JUAN GONZÁLEZ: And could you talk about how your own relatives in northeast Brazil are being impacted by the climate catastrophe?
RENATA PUMAROL: So, actually, this is — I think this question is meant for Alicé, who is from Brazil.
JUAN GONZÁLEZ: Oh, I’m sorry. Yes.
RENATA PUMAROL: I’m from Dominican Republic.
JUAN GONZÁLEZ: Oh, I’m sorry.
RENATA PUMAROL: No worries. I’m from Dominican Republic, though. And as you know, from the Caribbean, Caribbean islands are highly threatened by climate change. We have experienced, like, stronger hurricanes, you know, in the case of Puerto Rico, which was devastated by Hurricane Maria. And we are also facing unprecedented heat waves, too. And I’ll take it back to Alicé to talk about Brazil and how her country has been affected.
ALICÉ NASCIMENTO: Yeah.
AMY GOODMAN: Alicé, if you could respond in Brazil?
ALICÉ NASCIMENTO: Absolutely. I mean, as many of you know, of course, Brazil is really at the forefront in the battle to save our planet, with having the Amazon rainforest there and the Indigenous communities really not only fighting for their lives, but fighting for the future of our planet in protecting the Amazon, since they’re all technically considered protected lands under Brazil’s Constitution. So, that’s really the only thing that’s maintaining that underdeveloped and not — and decreasing the levels of deforestation, now that Lula has become president.
But for me, personally, I’m from the northeast of Brazil, Salvador, Bahia. It’s very right, right by the equator. It’s a city that’s right by the beach. And increasingly, you know, in the winters, there is rainy season. And it always rains, but now it’s just become — there are so many floods. My father’s house, recently his roof completely collapsed. And this is really the impacts of climate change. It’s something that we’re used to seeing rain in Brazil, but not to this degree. And, of course, it impacts everyone, but particularly the folks who are on the frontlines, who are poor and don’t necessarily have the means to rebuild their house or to have shelter.
AMY GOODMAN: Finally, Renata, this comes after 75,000 people marched. The focus was President Biden — “Biden, end fossil fuels,” the banner across the stage. Why President Biden? We have 20 seconds.
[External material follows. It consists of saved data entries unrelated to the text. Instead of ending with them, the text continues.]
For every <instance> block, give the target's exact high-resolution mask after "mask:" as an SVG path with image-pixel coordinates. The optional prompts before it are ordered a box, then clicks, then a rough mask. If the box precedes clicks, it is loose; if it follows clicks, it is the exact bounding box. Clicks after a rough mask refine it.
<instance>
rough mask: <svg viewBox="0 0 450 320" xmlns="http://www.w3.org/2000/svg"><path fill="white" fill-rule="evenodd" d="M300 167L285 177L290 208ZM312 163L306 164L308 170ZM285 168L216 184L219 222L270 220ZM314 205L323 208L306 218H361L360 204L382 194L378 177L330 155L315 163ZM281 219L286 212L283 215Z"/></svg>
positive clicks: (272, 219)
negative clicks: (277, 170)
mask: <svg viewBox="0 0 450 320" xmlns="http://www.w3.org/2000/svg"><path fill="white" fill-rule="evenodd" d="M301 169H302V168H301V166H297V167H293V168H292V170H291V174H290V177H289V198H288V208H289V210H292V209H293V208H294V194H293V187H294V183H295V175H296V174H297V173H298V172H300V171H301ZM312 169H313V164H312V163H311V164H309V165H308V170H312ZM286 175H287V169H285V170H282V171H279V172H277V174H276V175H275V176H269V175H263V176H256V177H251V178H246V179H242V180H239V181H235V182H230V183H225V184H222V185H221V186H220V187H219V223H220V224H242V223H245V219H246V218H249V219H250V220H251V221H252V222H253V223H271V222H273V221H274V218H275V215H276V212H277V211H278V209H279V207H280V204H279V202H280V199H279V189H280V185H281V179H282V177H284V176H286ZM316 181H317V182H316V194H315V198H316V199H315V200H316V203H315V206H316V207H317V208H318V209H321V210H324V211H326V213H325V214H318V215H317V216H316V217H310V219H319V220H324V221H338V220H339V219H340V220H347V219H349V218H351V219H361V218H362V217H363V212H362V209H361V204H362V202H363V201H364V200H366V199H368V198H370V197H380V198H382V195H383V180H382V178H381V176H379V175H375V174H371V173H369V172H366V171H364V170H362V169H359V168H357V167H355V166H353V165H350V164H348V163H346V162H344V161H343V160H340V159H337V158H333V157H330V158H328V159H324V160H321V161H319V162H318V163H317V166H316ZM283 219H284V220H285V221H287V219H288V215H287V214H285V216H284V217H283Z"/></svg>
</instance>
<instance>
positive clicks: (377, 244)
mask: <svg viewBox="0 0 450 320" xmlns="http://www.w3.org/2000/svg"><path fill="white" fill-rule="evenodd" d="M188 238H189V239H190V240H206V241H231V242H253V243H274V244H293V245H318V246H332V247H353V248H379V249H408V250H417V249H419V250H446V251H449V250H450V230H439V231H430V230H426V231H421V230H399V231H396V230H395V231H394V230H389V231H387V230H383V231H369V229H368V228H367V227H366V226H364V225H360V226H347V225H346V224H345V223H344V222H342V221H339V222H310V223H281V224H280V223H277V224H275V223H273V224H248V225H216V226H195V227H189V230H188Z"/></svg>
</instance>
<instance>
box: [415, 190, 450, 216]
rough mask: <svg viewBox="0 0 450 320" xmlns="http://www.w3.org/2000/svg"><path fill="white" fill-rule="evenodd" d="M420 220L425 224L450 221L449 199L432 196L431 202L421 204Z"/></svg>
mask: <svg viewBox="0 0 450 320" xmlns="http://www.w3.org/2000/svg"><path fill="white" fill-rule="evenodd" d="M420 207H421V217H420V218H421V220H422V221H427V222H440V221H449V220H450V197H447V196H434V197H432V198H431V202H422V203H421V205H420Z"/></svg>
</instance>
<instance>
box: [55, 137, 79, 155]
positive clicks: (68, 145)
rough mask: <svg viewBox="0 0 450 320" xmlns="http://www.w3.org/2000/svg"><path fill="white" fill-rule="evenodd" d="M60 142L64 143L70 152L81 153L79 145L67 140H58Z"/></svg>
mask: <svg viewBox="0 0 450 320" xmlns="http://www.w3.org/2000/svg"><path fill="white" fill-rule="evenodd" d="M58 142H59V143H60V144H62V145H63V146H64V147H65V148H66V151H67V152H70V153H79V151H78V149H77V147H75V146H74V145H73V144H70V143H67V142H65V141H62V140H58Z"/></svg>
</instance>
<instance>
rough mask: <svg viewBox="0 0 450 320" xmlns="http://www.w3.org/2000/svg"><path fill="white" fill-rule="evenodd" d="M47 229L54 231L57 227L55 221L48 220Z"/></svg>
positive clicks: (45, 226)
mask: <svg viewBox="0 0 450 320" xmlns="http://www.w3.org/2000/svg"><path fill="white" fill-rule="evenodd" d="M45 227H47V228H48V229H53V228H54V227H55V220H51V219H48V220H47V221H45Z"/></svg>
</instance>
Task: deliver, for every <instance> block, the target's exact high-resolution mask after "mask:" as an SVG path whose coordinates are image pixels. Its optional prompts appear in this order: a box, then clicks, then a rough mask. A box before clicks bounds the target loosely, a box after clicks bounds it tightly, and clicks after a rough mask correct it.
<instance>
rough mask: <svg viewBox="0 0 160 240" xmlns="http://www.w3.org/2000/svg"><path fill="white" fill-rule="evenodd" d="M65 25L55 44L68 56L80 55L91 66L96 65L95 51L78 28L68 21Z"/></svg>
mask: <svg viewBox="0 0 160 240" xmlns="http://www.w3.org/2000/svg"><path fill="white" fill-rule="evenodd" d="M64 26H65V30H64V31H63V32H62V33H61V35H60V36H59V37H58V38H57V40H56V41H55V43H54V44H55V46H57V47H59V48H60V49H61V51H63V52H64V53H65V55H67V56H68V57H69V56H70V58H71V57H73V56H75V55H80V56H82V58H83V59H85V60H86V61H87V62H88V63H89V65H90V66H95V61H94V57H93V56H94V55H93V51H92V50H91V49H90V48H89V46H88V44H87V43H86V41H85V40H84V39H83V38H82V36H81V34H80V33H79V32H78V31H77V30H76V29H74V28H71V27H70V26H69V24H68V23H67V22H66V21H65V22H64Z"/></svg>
ALICÉ NASCIMENTO: Well, Biden, you know, of course, is the president of the United States, the most powerful country. It’s also the biggest producer of oil and gas. And Biden can stop new fossil fuel projects right now and has chosen not to do so, and has chosen actually even not to attend the climate summit and commit himself to stop —
AMY GOODMAN: We’re going to leave it there, but we’re going to continue to cover the climate actions across the week, Renata Pumarol and Alicé Nascimento. I’m Amy Goodman, with Juan González. Thanks for joining us.